I woke up in a strange girl's bed and rifled through her mail to get her name.
Drunk in a bar in Texas. The 24 y/o hottie I am chatting up just called me a male cougar. I am dealing with this whole turning 40 thing juuuust fine.
I hate fucking guys that don't drink coffee. My morning hangover and shame will not be cured by your stupid tea.
I'm going to knit you a pair of furry handcuffs. And you said that knitting class was dumb.
Its not low standards. We're more of like a self esteem camp for average girls
Yo I found your batman costume.... It was in my pool with a shitload of beer cans
I woke up and he was just feeling up my stomach. I felt like buddha and he was rubbing my belly for good luck. never again.
i'm teaching a bunch of people how to grow weed over snapchat. no shame.
We were just getting out tux's at men's warehouse he pulled both of the fitting room girls. I dont think he should be getting married
Ah, but I don't wear underwear. Every day is Commando Wednesday.
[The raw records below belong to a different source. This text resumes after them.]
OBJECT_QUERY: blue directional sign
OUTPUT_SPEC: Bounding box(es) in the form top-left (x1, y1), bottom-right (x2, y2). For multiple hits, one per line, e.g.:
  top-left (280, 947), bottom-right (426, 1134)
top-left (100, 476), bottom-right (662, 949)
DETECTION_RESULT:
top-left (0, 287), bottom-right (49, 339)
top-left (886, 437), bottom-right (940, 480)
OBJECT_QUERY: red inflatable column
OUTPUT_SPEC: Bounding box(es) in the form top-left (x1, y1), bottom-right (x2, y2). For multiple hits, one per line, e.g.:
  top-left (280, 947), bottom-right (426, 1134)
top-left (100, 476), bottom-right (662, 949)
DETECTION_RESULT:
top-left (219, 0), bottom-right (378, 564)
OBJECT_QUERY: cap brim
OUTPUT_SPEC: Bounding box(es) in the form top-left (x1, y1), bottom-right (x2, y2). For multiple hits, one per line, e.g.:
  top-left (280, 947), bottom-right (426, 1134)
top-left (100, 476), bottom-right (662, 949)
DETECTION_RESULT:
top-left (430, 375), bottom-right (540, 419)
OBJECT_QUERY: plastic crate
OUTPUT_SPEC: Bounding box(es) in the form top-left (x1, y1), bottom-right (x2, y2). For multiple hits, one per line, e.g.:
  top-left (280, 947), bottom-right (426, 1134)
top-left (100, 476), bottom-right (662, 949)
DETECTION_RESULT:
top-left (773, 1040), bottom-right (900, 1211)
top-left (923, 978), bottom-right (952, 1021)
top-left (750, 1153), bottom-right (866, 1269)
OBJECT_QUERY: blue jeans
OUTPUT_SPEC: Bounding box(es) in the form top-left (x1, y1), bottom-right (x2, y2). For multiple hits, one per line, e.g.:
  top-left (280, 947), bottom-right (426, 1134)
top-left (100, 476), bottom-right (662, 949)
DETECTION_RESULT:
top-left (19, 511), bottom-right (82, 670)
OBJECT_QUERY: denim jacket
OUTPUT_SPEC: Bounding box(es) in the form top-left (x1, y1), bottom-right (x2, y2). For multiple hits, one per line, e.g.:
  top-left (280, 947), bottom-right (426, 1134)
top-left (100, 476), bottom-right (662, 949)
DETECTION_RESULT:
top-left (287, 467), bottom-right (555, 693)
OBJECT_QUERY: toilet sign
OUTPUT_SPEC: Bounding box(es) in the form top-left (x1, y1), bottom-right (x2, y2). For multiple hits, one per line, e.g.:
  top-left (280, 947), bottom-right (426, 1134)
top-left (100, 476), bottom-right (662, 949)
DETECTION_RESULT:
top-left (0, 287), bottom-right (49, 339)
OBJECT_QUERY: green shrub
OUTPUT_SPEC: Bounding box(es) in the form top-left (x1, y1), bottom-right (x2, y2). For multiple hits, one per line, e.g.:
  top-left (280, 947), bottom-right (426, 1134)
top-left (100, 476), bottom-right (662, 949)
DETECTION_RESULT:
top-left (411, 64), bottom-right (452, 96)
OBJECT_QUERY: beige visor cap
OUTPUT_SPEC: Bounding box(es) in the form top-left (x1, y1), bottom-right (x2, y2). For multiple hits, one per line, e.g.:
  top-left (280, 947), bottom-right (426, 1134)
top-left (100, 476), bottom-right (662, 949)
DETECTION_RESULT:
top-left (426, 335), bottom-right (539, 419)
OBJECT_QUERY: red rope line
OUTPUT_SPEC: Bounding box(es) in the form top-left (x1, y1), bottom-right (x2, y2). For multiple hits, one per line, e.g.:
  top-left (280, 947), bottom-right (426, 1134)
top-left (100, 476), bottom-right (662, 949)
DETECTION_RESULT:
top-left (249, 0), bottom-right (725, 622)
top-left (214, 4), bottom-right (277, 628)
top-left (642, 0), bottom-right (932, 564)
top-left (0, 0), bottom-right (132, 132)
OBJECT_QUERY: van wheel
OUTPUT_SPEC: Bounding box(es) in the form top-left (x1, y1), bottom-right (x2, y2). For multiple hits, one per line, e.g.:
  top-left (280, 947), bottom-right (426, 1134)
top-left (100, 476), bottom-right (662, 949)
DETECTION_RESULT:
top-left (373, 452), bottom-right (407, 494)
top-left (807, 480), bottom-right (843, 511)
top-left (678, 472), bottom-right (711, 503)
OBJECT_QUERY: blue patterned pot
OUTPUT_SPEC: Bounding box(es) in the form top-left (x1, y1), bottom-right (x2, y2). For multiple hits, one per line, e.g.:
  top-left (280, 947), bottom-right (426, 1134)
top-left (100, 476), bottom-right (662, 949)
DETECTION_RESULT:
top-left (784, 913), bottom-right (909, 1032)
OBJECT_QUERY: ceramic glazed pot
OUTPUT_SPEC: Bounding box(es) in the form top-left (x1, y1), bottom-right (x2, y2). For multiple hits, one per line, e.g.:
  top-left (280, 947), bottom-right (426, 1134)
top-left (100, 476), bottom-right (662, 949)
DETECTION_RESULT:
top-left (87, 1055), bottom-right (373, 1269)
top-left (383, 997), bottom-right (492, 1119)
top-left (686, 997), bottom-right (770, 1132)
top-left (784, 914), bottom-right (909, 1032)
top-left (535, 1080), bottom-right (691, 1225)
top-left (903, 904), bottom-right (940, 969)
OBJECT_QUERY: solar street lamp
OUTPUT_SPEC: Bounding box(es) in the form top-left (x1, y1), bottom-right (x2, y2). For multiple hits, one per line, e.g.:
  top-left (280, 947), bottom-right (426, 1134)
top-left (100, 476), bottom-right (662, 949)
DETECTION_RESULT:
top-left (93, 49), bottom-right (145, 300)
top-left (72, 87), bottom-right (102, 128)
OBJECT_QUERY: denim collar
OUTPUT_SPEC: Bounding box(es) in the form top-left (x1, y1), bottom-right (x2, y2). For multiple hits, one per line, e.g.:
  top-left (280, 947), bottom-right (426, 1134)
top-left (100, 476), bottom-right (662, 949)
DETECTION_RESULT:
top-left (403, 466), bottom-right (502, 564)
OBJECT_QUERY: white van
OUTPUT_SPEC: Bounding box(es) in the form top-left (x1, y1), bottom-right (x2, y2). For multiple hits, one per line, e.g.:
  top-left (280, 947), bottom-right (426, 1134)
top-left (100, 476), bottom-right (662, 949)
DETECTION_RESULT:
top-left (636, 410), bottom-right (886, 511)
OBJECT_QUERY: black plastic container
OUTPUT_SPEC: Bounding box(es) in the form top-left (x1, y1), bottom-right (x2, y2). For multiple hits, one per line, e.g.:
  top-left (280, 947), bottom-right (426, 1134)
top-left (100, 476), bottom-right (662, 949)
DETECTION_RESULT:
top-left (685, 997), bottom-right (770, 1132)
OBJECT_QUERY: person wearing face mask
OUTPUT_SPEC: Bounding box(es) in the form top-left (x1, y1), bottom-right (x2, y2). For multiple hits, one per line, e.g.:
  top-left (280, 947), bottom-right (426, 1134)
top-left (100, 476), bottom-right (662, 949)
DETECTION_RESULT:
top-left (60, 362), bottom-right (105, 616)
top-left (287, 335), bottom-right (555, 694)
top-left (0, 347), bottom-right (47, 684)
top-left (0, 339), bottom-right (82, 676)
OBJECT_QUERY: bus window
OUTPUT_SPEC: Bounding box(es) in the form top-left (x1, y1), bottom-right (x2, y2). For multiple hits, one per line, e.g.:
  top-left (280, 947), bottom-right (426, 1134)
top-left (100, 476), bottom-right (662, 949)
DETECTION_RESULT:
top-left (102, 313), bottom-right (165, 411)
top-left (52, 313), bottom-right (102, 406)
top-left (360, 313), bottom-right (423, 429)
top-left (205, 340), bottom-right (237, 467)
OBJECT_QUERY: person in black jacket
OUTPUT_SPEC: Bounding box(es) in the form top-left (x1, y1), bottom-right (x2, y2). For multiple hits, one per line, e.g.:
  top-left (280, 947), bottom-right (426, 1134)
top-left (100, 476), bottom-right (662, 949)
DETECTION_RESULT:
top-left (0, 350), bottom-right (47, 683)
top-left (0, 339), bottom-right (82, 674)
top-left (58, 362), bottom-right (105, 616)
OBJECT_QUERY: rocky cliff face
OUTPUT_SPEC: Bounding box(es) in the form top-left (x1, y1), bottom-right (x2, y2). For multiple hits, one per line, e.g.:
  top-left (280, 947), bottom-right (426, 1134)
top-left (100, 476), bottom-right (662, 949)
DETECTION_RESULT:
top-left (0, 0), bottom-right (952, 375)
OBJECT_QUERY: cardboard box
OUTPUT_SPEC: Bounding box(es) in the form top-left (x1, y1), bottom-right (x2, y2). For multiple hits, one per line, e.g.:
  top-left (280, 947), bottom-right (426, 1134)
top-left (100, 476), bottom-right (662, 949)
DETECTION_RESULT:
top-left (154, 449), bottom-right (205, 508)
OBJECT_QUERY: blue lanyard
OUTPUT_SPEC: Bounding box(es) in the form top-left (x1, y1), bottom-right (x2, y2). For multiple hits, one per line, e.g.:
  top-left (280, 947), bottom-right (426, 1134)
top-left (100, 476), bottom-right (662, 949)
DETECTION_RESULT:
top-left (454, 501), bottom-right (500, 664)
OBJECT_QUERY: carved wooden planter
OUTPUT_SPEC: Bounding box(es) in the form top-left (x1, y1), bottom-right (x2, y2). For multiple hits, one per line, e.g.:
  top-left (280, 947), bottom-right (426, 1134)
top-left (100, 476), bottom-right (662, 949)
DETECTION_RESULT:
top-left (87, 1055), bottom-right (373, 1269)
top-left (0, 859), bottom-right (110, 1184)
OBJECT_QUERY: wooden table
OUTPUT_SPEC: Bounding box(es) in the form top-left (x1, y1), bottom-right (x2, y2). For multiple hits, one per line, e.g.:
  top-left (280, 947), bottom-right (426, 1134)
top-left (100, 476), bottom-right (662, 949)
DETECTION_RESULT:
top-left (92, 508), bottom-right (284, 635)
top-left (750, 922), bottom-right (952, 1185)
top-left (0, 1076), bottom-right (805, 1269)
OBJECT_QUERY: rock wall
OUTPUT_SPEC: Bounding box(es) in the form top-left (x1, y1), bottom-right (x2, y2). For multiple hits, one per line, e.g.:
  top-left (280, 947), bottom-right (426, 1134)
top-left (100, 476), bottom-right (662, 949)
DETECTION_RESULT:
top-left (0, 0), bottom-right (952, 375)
I think you're my feminist conscience sometimes.
In other news, I just sneezed and almost shit myself. What is happening to my life??
I think I offered a man a blowjob for his power ranger suite last night...
I'm disgusted with myself. Who goes down on their Uber driver? This asshole
You went outside, peed in the front yard, and asked me to bring you some toilet paper.